What You’ll Learn

This guide will teach you how to safely deploy subgraphs in a federated GraphQL architecture. We’ll start with the basics and build up to advanced deployment strategies, focusing on preventing production issues and maintaining system reliability.

Federation Basics

Understanding the core components and how they work together

Safety First

Schema validation and preventing breaking changes

Deployment Strategies

From simple deployments to advanced canary releases

Production Ready

Monitoring, rollbacks, and operational best practices


Understanding Federation Basics

Before diving into deployment strategies, let’s understand what we’re working with. GraphQL Federation allows you to split your API into independent services (subgraphs) while presenting a single, unified API to clients.

The Key Players

Why This Matters for Deployment

Unlike deploying a single service, federated GraphQL requires coordination. When you change a subgraph:

  1. Schema compatibility - Your changes must work with other subgraphs
  2. Timing matters - Deploy code first, then publish the schema
  3. Router updates - The router needs the new schema to route correctly
  4. Rollback complexity - Issues can affect the entire graph

The Foundation: Schema Safety

Most production issues in federated GraphQL come from schema problems. Before learning deployment strategies, you need to master schema safety.

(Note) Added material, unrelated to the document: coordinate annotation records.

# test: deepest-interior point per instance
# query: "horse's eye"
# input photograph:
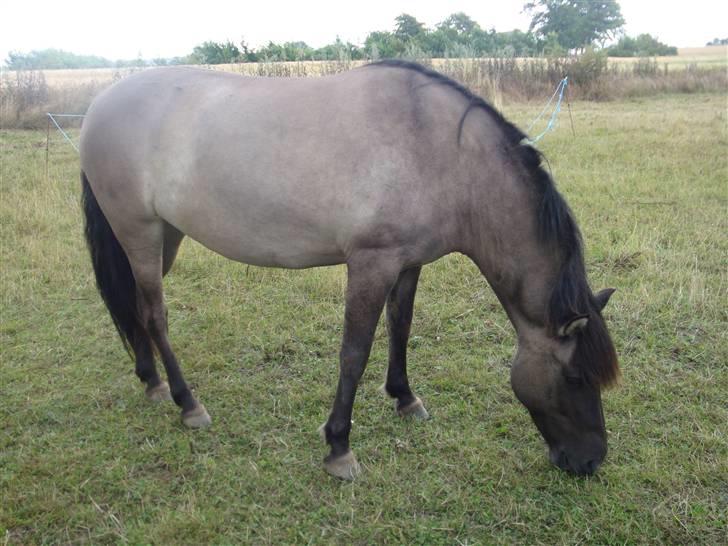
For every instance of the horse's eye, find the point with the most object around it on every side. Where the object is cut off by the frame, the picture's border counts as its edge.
(575, 380)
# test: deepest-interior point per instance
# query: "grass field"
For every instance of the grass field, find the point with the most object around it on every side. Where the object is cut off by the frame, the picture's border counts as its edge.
(84, 458)
(701, 56)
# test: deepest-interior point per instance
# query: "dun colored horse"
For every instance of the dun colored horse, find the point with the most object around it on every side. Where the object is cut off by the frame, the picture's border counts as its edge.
(384, 168)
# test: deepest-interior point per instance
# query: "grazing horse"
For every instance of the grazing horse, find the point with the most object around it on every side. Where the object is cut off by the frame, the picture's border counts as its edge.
(383, 168)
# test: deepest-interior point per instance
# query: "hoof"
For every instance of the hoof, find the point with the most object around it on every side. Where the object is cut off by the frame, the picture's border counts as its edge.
(415, 409)
(197, 417)
(344, 466)
(160, 393)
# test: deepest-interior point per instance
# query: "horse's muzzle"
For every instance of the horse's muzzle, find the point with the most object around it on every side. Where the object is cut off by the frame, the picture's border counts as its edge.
(581, 465)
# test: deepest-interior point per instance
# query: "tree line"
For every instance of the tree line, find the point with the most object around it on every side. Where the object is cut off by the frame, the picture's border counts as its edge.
(558, 27)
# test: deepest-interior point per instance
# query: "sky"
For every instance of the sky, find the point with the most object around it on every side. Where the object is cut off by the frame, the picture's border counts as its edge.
(150, 29)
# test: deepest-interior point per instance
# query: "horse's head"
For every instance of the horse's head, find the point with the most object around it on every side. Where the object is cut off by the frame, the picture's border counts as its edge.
(558, 375)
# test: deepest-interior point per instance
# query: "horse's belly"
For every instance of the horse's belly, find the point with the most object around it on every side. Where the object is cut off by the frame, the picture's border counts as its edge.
(259, 235)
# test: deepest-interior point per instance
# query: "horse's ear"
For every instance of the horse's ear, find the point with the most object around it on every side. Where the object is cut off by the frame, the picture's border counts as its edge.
(602, 297)
(577, 324)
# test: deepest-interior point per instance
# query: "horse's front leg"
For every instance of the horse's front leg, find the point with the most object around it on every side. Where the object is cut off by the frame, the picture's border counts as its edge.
(371, 275)
(400, 305)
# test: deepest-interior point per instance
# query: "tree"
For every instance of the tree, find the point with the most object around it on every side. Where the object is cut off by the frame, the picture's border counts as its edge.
(460, 23)
(643, 45)
(383, 45)
(407, 28)
(576, 23)
(215, 53)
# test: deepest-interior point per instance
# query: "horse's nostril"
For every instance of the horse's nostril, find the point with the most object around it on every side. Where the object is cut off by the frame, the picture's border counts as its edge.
(563, 461)
(590, 467)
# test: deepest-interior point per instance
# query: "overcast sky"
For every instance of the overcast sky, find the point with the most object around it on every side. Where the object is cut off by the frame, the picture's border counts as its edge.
(124, 30)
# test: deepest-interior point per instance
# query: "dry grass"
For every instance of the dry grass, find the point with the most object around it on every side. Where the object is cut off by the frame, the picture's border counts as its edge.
(84, 458)
(27, 96)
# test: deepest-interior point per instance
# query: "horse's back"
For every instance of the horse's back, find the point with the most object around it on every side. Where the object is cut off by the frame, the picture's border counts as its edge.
(289, 172)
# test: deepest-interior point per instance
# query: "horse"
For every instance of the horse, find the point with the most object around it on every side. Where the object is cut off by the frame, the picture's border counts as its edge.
(384, 168)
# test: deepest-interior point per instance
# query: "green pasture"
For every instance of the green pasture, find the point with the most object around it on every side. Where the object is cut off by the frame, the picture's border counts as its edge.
(85, 458)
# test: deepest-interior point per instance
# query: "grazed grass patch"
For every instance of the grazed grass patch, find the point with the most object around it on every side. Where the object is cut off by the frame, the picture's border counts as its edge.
(84, 457)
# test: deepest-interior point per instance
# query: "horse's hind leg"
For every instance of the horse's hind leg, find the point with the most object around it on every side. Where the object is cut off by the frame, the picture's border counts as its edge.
(157, 390)
(146, 259)
(400, 305)
(172, 239)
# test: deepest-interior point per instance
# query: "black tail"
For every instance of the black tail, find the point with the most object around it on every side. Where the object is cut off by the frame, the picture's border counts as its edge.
(114, 277)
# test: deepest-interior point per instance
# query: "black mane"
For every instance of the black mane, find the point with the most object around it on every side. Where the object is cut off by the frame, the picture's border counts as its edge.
(571, 296)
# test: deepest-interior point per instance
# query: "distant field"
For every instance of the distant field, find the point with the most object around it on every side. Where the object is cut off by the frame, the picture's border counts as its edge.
(701, 56)
(84, 458)
(709, 56)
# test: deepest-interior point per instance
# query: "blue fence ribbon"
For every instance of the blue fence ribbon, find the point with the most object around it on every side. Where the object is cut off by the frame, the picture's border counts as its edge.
(53, 117)
(554, 115)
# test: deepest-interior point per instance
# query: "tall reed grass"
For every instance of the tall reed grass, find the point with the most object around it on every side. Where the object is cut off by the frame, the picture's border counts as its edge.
(26, 96)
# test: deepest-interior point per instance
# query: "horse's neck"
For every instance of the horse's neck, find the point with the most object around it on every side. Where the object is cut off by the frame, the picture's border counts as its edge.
(520, 268)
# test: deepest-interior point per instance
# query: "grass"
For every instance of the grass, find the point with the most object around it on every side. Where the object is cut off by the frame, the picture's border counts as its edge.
(84, 458)
(26, 96)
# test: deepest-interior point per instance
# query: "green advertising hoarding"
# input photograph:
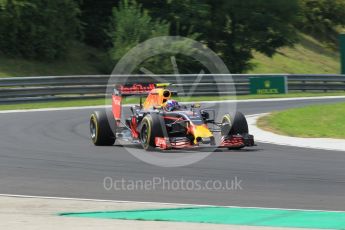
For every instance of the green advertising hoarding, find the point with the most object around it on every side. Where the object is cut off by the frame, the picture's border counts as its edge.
(268, 85)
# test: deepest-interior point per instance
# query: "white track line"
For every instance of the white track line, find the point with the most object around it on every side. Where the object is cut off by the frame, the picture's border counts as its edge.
(206, 102)
(159, 203)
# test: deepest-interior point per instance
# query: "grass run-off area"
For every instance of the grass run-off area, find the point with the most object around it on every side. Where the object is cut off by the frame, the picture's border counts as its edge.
(317, 121)
(96, 102)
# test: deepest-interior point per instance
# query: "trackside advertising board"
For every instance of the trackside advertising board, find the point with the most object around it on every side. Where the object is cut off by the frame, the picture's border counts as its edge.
(268, 85)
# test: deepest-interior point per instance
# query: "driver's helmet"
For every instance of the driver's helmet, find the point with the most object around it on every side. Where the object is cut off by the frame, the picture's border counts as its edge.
(171, 105)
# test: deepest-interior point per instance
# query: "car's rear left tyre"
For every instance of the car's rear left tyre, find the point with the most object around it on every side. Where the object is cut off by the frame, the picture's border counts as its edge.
(234, 125)
(100, 128)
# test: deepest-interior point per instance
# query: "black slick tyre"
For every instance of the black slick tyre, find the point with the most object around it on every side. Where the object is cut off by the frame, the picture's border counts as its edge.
(100, 128)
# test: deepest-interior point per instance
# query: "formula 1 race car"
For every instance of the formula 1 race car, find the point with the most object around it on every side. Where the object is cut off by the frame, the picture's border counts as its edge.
(160, 122)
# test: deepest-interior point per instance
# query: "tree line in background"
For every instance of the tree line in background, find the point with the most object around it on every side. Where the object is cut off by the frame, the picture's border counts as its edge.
(45, 29)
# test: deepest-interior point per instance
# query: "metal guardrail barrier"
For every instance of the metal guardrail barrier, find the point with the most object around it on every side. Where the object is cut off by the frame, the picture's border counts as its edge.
(28, 89)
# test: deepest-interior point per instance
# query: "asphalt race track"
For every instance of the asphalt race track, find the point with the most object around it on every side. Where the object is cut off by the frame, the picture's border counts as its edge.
(49, 154)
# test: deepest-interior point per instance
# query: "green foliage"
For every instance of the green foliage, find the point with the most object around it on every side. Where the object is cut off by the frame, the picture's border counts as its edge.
(236, 28)
(321, 18)
(132, 25)
(96, 16)
(38, 29)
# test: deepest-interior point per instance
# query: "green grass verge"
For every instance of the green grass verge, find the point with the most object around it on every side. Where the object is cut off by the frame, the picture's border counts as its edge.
(94, 102)
(306, 57)
(318, 121)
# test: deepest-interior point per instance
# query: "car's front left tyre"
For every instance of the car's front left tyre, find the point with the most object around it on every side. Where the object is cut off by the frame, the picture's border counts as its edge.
(100, 128)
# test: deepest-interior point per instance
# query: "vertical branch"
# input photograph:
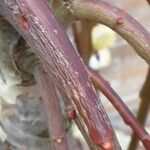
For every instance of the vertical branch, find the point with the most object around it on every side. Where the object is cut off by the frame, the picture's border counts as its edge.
(143, 109)
(53, 112)
(82, 33)
(123, 110)
(36, 23)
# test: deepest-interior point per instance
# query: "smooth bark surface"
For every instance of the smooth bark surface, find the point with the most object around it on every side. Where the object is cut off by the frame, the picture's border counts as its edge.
(50, 99)
(36, 23)
(123, 110)
(116, 19)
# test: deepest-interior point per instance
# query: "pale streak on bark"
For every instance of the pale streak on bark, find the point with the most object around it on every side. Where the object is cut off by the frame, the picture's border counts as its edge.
(55, 51)
(54, 116)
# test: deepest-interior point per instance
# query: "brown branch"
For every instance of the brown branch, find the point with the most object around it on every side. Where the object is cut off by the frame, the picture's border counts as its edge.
(53, 112)
(109, 15)
(120, 106)
(36, 23)
(143, 108)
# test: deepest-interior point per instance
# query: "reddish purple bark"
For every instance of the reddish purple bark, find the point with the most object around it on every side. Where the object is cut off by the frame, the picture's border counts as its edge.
(62, 62)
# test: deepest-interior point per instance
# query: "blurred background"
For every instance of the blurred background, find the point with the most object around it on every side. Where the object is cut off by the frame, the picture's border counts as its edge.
(113, 58)
(125, 70)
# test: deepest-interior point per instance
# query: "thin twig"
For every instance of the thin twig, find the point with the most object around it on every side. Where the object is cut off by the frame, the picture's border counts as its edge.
(120, 106)
(118, 20)
(36, 23)
(53, 112)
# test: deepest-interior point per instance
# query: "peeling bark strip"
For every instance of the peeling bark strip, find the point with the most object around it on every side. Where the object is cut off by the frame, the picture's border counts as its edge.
(107, 14)
(62, 62)
(53, 112)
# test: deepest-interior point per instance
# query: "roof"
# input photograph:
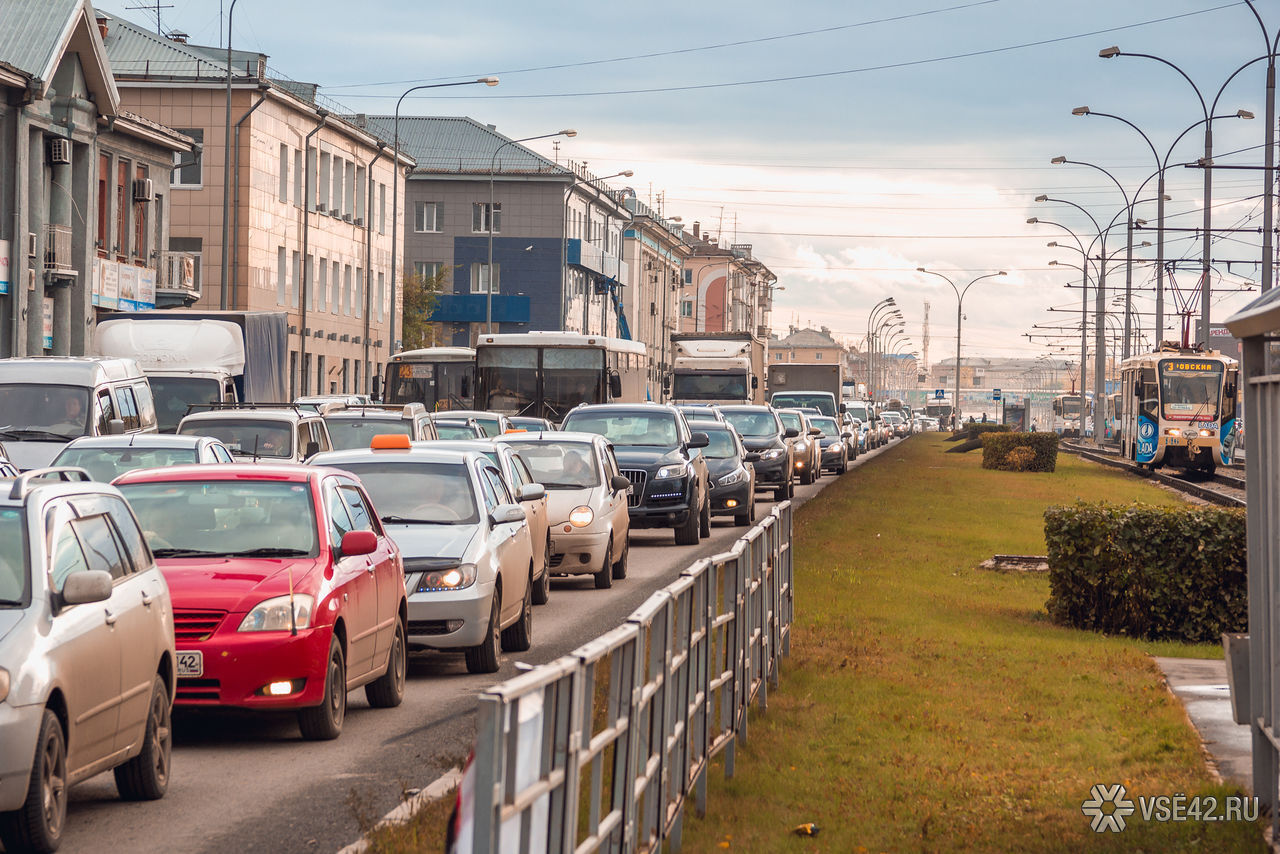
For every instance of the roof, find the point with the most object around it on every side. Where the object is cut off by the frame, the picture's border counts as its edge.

The Critical Rule: Validate Before Deploy

Never deploy schema changes without validation. The wgc subgraph check command is your first line of defense.

# Always run this before deploying
wgc subgraph check my-products-subgraph \
  --schema ./schema.graphql \
  --namespace production

What Gets Checked

Breaking Changes

Will this break existing clients?

Removing fields, changing types, or modifying required arguments can break client applications.

Composition Validity

Can schemas merge successfully?

Your schema must combine properly with all other subgraphs to create a valid supergraph.

Operations Analysis

Smart safety checks

Analyzes real client usage data to determine if a “breaking” change is actually safe in practice.

Schema Linting

Enforces best practices

Validates your schema follows GraphQL federation principles and your organization’s conventions.

Failed validation = Don’t deploy

If wgc subgraph check fails, fix the issues before proceeding. A failed check means your changes could break the entire graph or existing client applications. In rare cases, you can overwrite the check in the Cosmo Studio to proceed with the deployment. This can be useful when removing unused fields or types.

Environment Isolation

Use separate namespaces for complete isolation between environments:

dev namespace
├── Products Subgraph
├── Users Subgraph  
├── Orders Subgraph
└── Federated Graph

For trying new features and schema changes without risk


Your First Safe Deployment

Let’s walk through a basic deployment that follows safety best practices.

Step-by-Step Process

1

Validate Your Schema

Before touching any infrastructure

# Check against your target environment
wgc subgraph check my-products-subgraph \
  --schema ./schema.graphql \
  --namespace development

Only proceed if this passes without errors.

2

Deploy Your Application Code

Deploy the subgraph service first

# Deploy to your infrastructure (example: Kubernetes)
kubectl apply -f k8s/development/
kubectl rollout status deployment/my-products-subgraph-dev

Critical: Verify your service is healthy before the next step.

3

Publish Your Schema

Only after the service is running

# Verify service health first.
curl -f http://my-products-subgraph-dev.internal/health

# Then publish the schema
wgc subgraph publish my-products-subgraph \
  --schema ./schema.graphql \
  --namespace development
4

Verify Everything Works

Test the complete integration

Query your router to ensure the new schema is active and working correctly.

Why This Order Matters

Deploy Code → Publish Schema (Never the reverse)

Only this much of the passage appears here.